05 / 05
Principle / 05

Availability patterns

Availability is the fraction of time a system answers correctly when asked. This page is the engineer's version: the nines and the downtime they buy you, the building blocks (redundancy, failover, health checks, replication, load balancing), the patterns that protect a system under load (timeouts, retries, circuit breakers, bulkheads), and the math for how availability composes across the things you depend on. Plus the counterintuitive bit: past a point, adding redundancy makes availability worse, not better.

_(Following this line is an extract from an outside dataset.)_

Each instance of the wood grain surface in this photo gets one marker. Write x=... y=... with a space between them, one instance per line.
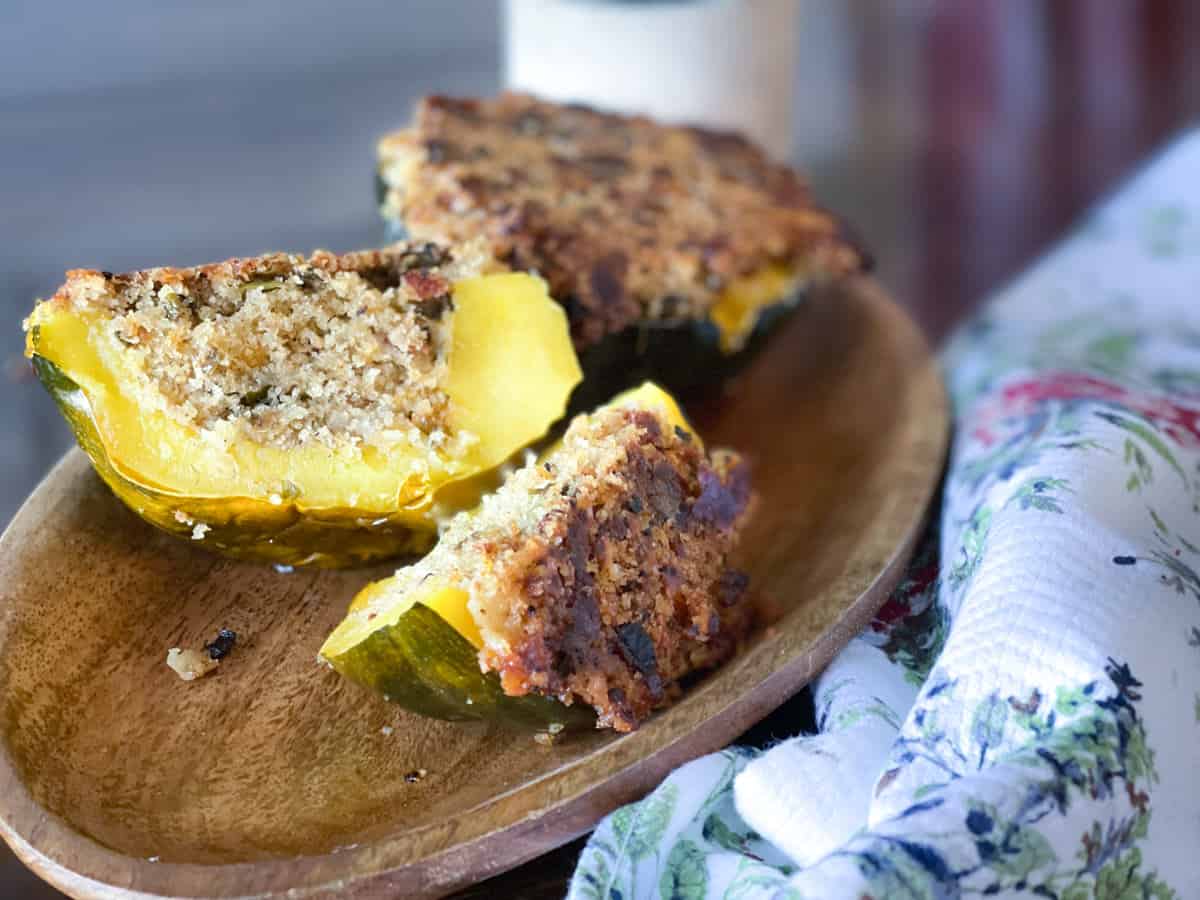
x=274 y=774
x=959 y=137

What "available" actually means

Availability is usually defined as uptime divided by total time: the fraction of the year a system was up and serving correct responses. That single number hides a lot. A service that returns errors for one user out of a thousand, all year long, has a very different feel from one that is perfect for 364 days and then goes dark for one. Both can report the same percentage. So before the patterns, fix what you are actually measuring, because the measurement is what the whole discipline is built to defend.

The honest definition is success rate as seen by the people who depend on you. A request that times out, returns a 500, or returns stale garbage is a failed request, even if the server process is technically alive. This is why "the box is up" and "the service is available" are not the same claim. A node can be running, listening on its port, and passing a shallow health check while every real request behind it fails because a downstream database is wedged. Availability lives at the edge where requests meet responses, not at the level of whether a process has a heartbeat.

Two clocks matter when something does break. The first is recovery time: how long from the failure starting to service being restored. The second is data loss: how much of the most recent work disappeared in the failure. The industry names these RTO (recovery time objective) and RPO (recovery point objective). A daily backup gives you an RPO of up to a day; synchronous replication gives you an RPO near zero. Cold spare hardware gives you an RTO of hours; a hot standby already serving traffic gives you an RTO of seconds. Every pattern below moves one or both of those numbers, and the cost of the pattern tracks how close to zero you push them.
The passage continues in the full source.